My expectation when writing up the rules for generics was that structural things like named constraints would be compared structurally, because that seems significantly more natural to me. Interfaces create new "atoms" that are nominal. I talked about this in #syntax on 2022-10-27.

chandlerc commented 1 year ago

Just want to check back in on this issue as a bunch of the terminology and other design questions in the space resolved -- are we ready to pin this down?

josh11b commented 1 year ago

Just want to check back in on this issue as a bunch of the terminology and other design questions in the space resolved -- are we ready to pin this down?

Terminology-wise, this is talking about "facet types" in agreement with the definition given in #2360 . From https://github.com/carbon-language/carbon-lang/blob/trunk/proposals/p2360.md#terminology :

A type is a value of type type.

A facet type is a type whose values are some subset of the values of type, determined by a set of constraints.

Interface types and named constraint types are facet types whose constraints are that the interface or named constraint is satisfied by the type.

The values produced by & operations between facet types and by where expressions are facet types, whose set of constraints are determined by the & or where expression.

type is a facet type whose set of constraints is empty.

chandlerc commented 1 year ago

I wonder if https://github.com/carbon-language/carbon-lang/issues/2409#issuecomment-1319375162 provides a way to get the implementation simplicity of the nominal semantic rule without its downsides.
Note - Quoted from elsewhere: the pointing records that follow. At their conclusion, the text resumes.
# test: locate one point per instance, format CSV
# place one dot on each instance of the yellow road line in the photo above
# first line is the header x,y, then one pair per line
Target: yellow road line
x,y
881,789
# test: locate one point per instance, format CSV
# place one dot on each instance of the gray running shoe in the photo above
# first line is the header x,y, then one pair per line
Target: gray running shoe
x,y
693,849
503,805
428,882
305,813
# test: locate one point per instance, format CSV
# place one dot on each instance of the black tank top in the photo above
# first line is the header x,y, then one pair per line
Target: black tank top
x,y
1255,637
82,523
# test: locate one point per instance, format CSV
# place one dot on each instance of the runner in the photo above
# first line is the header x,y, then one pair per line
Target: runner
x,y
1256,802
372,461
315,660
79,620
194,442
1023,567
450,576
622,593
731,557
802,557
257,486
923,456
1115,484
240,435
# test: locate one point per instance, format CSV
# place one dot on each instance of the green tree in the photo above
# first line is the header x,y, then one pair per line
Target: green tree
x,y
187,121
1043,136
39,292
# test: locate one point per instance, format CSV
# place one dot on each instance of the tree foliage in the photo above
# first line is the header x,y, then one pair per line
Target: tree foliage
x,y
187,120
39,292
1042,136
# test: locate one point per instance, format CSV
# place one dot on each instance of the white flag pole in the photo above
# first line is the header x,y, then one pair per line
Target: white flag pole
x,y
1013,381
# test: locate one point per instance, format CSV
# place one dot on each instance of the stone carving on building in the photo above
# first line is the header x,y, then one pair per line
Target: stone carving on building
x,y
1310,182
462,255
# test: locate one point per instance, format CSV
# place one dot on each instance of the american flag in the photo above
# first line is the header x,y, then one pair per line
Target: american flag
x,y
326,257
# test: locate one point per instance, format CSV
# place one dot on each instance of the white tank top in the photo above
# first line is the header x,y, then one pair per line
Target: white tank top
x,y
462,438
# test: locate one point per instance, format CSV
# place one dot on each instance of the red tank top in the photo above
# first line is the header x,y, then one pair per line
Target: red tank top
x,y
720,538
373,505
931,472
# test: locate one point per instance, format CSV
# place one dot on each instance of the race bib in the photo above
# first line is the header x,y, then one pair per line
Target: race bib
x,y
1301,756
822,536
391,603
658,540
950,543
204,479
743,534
Specifically, saying that type and IsThisTheSameAsType could each be a subtype of each other, but not the same facet?

I do think that the implementation challenges raised for the structural approach are concerning. Structural equality rules have been very difficult to come up with for complex structures, and I'm worried about exactly that case here.

One nice thing about the subtyping aspect is that it may make it easy to have it both ways: regardless of whether A & B or B & A are written (or canonicalized in the implementation), it seems easy to ensure that implementations reliably conclude they are each non-strict subtypes of each other.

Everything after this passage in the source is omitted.